Self-Righteous Victimhood as a Damaging Single Story
Last week's readings resonated deeply with my constant vigilance for misrepresentations/misconceptions and flat-out misinformation. I am sensitive to this insofar as it applies to my own experience, idea of self and heritage - the catchall term for history, place, community, culture, experience, memories etc. When Chimamanda Ngozi Adichie recounts the story of her own narrow-minded expectations upon arrival in Mexico, I recognized that moment when one's personal disdain for ignorance is abruptly challenged by one's own ignorance thus begging the question, am I a hypocrite? I've found that generally, one responds "no" and toys with becoming indignant about how others' lack of knowing is worse. I've born witness to this in my interactions with many people who do not identify as American. We can all indulge in stories similar to that of Adichie's roommate and yet we are rarely able to recognize that our own knowledge of another region of the world is as limited and often informed by stereotypes as perverse as any.
My aim here is to recognize the danger of the single story of righteous victimhood that can as easily poison our wilingness to meaningfully engage with difference. Eve Tuck's letter calling for a moratorium on damage-centered research pushed me to think about how internalized damage can create an outward seal of indignation that prevents "the damaged" from transcending their prescribed position.
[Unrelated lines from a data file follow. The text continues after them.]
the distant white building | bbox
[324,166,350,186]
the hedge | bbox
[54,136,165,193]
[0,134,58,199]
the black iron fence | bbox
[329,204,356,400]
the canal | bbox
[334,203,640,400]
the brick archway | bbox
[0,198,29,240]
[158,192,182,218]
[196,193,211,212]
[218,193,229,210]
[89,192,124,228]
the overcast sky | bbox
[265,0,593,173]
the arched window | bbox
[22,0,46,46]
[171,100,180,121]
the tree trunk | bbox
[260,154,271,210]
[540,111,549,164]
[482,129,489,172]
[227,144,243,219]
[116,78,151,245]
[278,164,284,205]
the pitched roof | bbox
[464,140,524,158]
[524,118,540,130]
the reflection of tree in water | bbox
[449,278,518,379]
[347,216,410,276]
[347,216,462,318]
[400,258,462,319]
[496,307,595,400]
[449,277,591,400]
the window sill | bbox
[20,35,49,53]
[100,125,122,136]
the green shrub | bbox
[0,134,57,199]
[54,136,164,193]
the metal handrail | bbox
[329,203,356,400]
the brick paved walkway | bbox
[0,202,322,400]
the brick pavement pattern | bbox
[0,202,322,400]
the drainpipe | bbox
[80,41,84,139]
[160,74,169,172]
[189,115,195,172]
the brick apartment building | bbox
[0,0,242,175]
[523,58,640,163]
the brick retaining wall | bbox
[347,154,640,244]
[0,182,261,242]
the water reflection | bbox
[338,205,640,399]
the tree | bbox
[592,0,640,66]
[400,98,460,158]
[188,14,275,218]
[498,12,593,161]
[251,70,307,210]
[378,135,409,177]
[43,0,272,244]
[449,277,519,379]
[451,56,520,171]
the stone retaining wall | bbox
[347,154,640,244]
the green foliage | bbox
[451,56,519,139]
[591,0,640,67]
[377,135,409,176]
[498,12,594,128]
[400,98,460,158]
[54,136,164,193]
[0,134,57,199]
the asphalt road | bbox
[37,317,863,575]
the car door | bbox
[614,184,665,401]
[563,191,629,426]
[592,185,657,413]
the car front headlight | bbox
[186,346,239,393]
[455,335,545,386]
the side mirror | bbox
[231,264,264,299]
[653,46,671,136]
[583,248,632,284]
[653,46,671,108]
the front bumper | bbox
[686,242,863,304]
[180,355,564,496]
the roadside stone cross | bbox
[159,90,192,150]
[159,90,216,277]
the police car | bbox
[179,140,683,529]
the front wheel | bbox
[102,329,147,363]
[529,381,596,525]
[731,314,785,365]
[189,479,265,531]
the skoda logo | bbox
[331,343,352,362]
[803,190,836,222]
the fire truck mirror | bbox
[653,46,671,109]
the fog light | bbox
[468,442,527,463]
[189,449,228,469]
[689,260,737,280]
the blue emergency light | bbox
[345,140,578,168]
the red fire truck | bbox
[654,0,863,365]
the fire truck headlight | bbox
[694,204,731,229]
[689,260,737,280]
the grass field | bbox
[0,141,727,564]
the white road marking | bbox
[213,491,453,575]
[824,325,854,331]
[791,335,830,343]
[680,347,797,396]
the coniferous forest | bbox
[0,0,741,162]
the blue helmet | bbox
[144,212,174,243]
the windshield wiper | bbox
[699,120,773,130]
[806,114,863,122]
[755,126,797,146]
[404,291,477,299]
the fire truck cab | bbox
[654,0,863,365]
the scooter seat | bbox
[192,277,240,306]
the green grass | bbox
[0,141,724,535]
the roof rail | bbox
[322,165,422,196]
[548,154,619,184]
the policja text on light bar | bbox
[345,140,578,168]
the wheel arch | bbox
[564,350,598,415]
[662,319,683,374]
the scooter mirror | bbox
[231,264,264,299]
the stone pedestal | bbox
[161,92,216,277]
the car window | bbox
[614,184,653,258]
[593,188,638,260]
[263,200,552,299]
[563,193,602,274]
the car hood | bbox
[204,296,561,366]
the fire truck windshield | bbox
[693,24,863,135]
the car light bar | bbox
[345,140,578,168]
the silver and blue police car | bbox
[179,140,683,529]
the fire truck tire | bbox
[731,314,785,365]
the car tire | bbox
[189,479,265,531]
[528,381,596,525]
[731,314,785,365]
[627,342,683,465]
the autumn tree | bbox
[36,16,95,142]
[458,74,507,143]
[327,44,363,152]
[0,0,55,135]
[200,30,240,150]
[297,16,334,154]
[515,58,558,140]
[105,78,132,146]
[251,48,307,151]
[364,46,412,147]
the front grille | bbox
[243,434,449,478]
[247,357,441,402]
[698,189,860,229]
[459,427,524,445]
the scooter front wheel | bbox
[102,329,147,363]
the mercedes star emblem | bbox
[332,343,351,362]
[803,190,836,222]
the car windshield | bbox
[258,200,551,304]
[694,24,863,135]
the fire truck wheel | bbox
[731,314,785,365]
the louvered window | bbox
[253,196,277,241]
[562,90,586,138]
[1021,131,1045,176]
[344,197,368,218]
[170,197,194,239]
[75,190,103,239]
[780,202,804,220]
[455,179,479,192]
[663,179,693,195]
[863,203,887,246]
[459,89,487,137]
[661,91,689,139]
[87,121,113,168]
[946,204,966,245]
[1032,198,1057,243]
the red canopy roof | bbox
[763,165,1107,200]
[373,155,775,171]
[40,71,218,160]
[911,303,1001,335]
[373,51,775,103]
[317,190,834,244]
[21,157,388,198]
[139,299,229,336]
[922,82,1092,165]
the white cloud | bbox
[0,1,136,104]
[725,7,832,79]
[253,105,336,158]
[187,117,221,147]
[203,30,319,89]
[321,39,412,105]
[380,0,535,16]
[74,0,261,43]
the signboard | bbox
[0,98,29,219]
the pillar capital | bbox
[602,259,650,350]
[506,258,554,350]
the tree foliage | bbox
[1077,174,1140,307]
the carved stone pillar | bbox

I'm guilty of this too in those moments when I whine about how other's ignorance about where I am from is an injustice to me while I fail to seek knowledge about the complexity of their own history/background. The problem here of course is that we never gain insight that acknowledges desire as elaborated by Tuck, rather we settle into the part of the self-righteous victim; in my experience with peers, that has been the persistent trope. In many ways though, the new media revolution has blast open the field for expression and consumption of stories so that there are greater possibilities for diversifying our understanding of each other; through platforms that offer varying levels of intimacy.
As a class, our own collective experimenting with Twitter and other forms of expression will serve as testament to this. From our conversation about our unease with Twitter's public nature to the flurry of tweets, we will be able to see how we can achieve a multifaceted and complex engagement across platforms. Will we read between the lines of our set texts to recognize the binaries of damage and desire? Will we recognize where we lean on a single story as a framework? How will our collective sharing alleviate this dilemma?